Usiadł na łóżku, zajadając się muffinką. Miałem nadzieję, że się nią nie ubrudzi, ale patrząc na jego twarz w czekoladzie, zaczynałem w to wątpić. Wiedziałem, że to dziecko i że one się brudziły, ale o wiele mniej przeszkadzało mi, to gdy były w domu, a tak będę musiał iść z nim upaćkanym w czekoladzie przez ten cholerny szpital.

– Pewnie, że cię lubię. - Usiadłem obok niego.

– Tato nas chyba nie lubił, bo nie ma go z nami – posmutniał – ale ty jeśteś fajny i się z nami bawisz.

– Twój tato po prostu nie umie się opiekować takimi fajnymi chłopakami. Może, gdy wrócimy do domu, to pogramy w piłkę? - Spojrzałem na niego.

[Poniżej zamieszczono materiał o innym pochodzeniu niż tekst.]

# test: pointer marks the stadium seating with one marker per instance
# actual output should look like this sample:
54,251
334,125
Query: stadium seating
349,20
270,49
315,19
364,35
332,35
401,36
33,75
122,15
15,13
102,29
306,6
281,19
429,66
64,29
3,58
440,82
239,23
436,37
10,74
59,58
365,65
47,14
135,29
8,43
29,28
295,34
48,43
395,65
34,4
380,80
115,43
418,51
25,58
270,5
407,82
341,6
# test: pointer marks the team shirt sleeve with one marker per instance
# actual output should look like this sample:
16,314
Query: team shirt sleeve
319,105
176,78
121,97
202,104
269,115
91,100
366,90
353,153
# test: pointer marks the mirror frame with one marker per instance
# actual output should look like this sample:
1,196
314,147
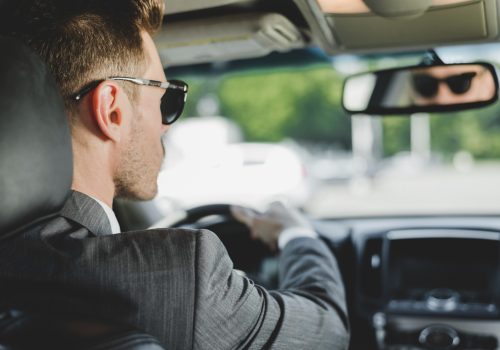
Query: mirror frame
388,111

– Dobzie. - Uśmiechnął się. – Zjadłem. Chodźmy do mamy.

Nie chciałem, żeby maszerował na nóżkach, co zajęłoby nam dwa razy tyle czasu, więc wziąłem go na ręce, nie zwracając uwagi, że zostawił na mojej białej koszuli czekoladowy odcisk swojej dłoń. Dokładnie na klatce piersiowej. Nie gniewałem się, widocznie mi się należało, a on był jedną z trzech osób, której wolno mnie karać w każdy sposób.

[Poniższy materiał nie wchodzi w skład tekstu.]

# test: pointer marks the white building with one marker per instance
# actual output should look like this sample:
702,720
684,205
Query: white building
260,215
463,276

Posadziłem malucha w foteliku i starannie przypiąłem pasami.

– Ubrudziłem cię. - Pokazał na moją koszulę.

– Nie szkodzi. - Pocałowałem go w czoło. – Myślisz, że mama zna sposób, żeby to wyprać?

– Mama zna sposób na wsystko. - Zaśmiał się.

– To cieszę się, że ją mam – powiedziałem, siadając za kierownicę.

Może chciałbym się zmienić, ale nie potrafiłem. Gdybym chciał, żeby Rachel mi w tym pomogła, musiałbym powiedzieć jej o wszystkich zdradach, co by ją zraniło. Wystarczająco dużo w życiu przeszła, żeby ją ranić. Jednak teraz pewnie raniłem ją o wiele bardziej.